A repeal of the Bush tax cuts will do the same for our economy as 4 trillion dollars in cuts to our social safety net. One of the big surprises of 2010 is that the protectionist dog didn’t bark. But that will come under pressure.

Our "social safety net" has been an anchor on our economy expanding the role of government and creating a culture of dependency. This is not the stuff of capitalism and entrepreneurship. Despite all their rhetoric, Obama and the Dems have been bought and paid for by corporate interests. They are the biggest contributors to the Dems. The corporations are not stupid.

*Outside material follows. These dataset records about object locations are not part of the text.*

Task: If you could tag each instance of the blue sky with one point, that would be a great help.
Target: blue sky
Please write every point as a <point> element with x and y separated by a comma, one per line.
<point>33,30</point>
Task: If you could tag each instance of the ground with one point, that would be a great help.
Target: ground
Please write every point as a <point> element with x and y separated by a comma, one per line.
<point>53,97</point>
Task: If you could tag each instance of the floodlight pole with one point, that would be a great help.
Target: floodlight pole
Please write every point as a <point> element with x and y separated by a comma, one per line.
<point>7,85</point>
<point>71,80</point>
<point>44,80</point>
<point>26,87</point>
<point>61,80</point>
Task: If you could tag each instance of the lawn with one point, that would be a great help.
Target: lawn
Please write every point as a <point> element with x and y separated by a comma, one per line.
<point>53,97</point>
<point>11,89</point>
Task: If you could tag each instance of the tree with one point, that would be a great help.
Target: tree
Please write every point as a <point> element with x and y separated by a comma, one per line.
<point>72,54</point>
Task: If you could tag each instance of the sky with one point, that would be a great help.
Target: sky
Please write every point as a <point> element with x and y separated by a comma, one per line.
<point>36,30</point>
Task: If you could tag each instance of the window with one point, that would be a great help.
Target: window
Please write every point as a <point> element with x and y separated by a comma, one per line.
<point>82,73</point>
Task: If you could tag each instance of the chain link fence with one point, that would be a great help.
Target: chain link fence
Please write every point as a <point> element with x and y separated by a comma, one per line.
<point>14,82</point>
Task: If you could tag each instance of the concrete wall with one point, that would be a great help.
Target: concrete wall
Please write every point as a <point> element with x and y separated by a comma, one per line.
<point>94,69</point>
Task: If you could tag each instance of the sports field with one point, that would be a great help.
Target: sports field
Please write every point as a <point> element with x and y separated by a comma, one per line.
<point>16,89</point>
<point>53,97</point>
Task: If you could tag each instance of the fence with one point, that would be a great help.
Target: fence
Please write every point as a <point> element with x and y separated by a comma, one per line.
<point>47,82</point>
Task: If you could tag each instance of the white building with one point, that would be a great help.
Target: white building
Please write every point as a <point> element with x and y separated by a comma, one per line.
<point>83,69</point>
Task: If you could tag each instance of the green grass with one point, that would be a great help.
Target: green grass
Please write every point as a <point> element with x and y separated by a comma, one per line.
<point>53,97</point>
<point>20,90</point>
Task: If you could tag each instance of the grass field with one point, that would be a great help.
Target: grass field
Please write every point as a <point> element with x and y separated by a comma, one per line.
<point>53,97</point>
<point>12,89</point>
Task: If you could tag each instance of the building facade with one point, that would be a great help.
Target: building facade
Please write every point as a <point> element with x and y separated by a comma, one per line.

They know that the more control the government takes over our economy, the more important it will be to get in bed with whoever is in power. GE is a good example. They know the Golden Rule, i.e., "He who has the gold, rules."

These guys made theirs and now they want to turn their backs on the country which gave them the ability to get where they are. The middle class didn't start this class war.

These are businessmen who have a fiduciary duty to their companies and shareholders. They are in business to make money not to push some idea of social justice. Ralph Nader contacted about 100 of America's largest corporations and asked them to have the Pledge of Allegiance at the openning of the shareholder meetings. Only one agreed to do so.

Instead of wringing our hands about the patriotism of corporations, we ought to be figuring out ways to incentivize investment in this country. There are plenty of foreign companies in the US, e.g., automobile industry. There are over 600 corporations headquartered in Ireland in a small building. Or located in the Cayman Islands? Why?

I have been to China and seen how international coporations are operating there. They are sending entire factories with the latest equipment. China has an educated work force, no union problems, no stifling environmental regulations, low taxes, and other incentives to locate there. We may not be able to compete with the labor costs, but we sure as hell can change our regulatory environment, taxes, etc. We can be competitive and welcoming to business.